Today, I called a US airline because one of their automated systems called to tell me that a trip I had planned on their airline had been changed. You can only imagine my delight when I discovered that the airline in question had helpfully installed yet another voice recognition system to handle much of their call center chores.
In the interest of full disclosure, let me start by saying that I hate automated telephone systems. In fact, if I could find a stronger word than hate, I would use it. I suppose I could string together a series of words to more accurately express my feelings, but since at least twelve of those words would be expletives, I’ll leave that as a mental exercise for the reader.

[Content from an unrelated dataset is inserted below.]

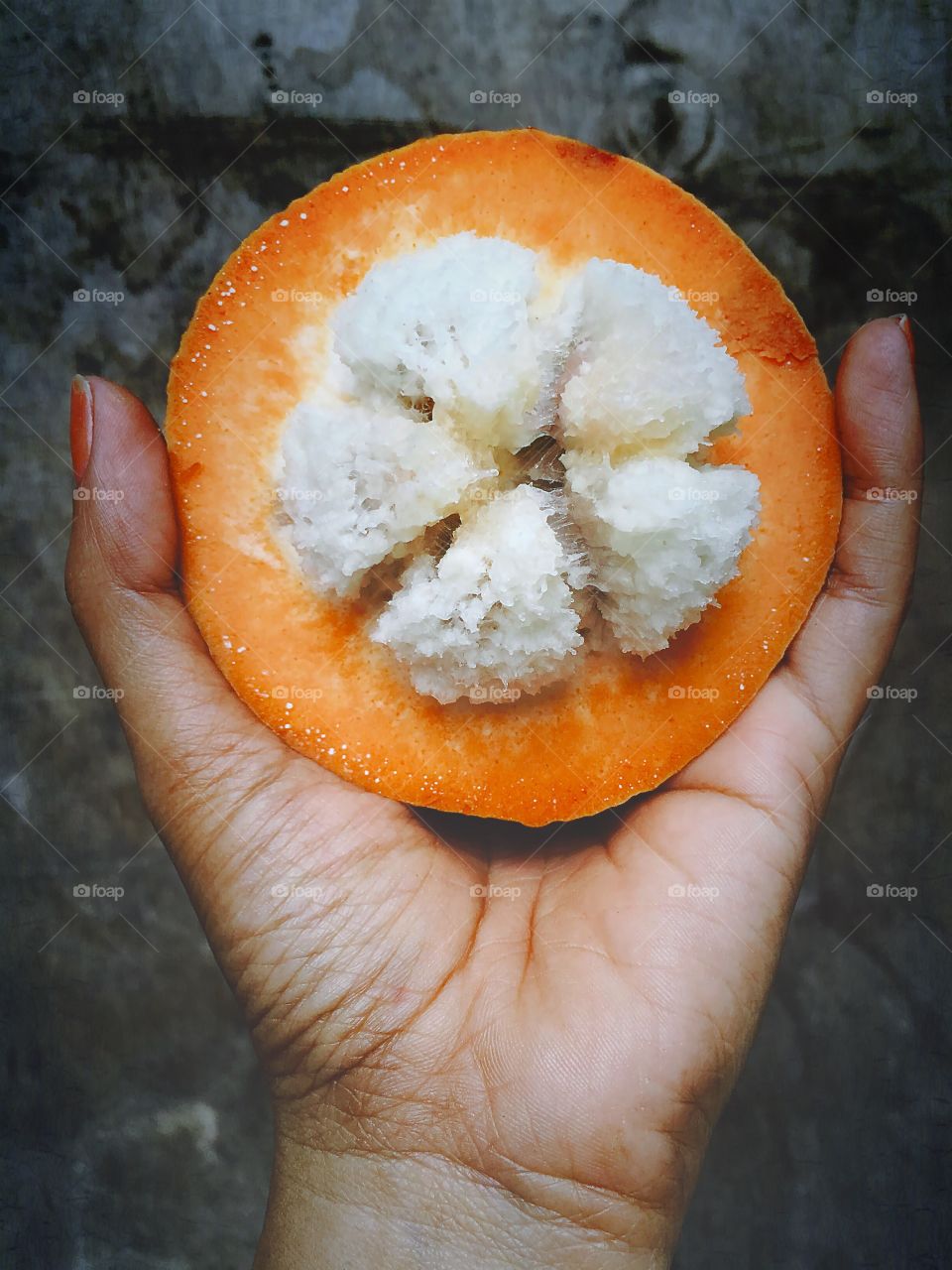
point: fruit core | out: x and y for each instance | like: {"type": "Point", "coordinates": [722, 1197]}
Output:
{"type": "Point", "coordinates": [504, 463]}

There is nothing worse than calling a company to accomplish some relatively well defined task and finding yourself ear to processor with a voice recognition telephone system (known as a “speech enabled telephone system” in the biz). Speech enabled telephone systems never work correctly. Amtrak’s, for instance, is funny if you don’t need it to do anything for you, but frustrating as hell if you need information from it. The problems with speech enabled telephone systems (SETS, hereafter) are numerous.
SETS require you to speak in a manner that is wholely unlike regular conversation. You can always tell when someone other unfortunate has encountered a SETS: - They start speaking various bits of information as incantations into the handset with no surrounding context.
- Their voice attempts to lose all inflection (since we all know how crappy SETS technology really is and how poorly it handles dialects and accents).
- Frustration immediately creeps into their voice. I’d love to put a voice stress analyzer on someone dialing up a SETS-saddled number. I’d wager money that nearly 99% of people experience increased stress when dealing with a SETS. One selling point of SETS technology is that it supposedly makes it more “natural” for people to get information out of a system. After all, people talk all the time, so why not let them talk to a computer to get information out of the computer?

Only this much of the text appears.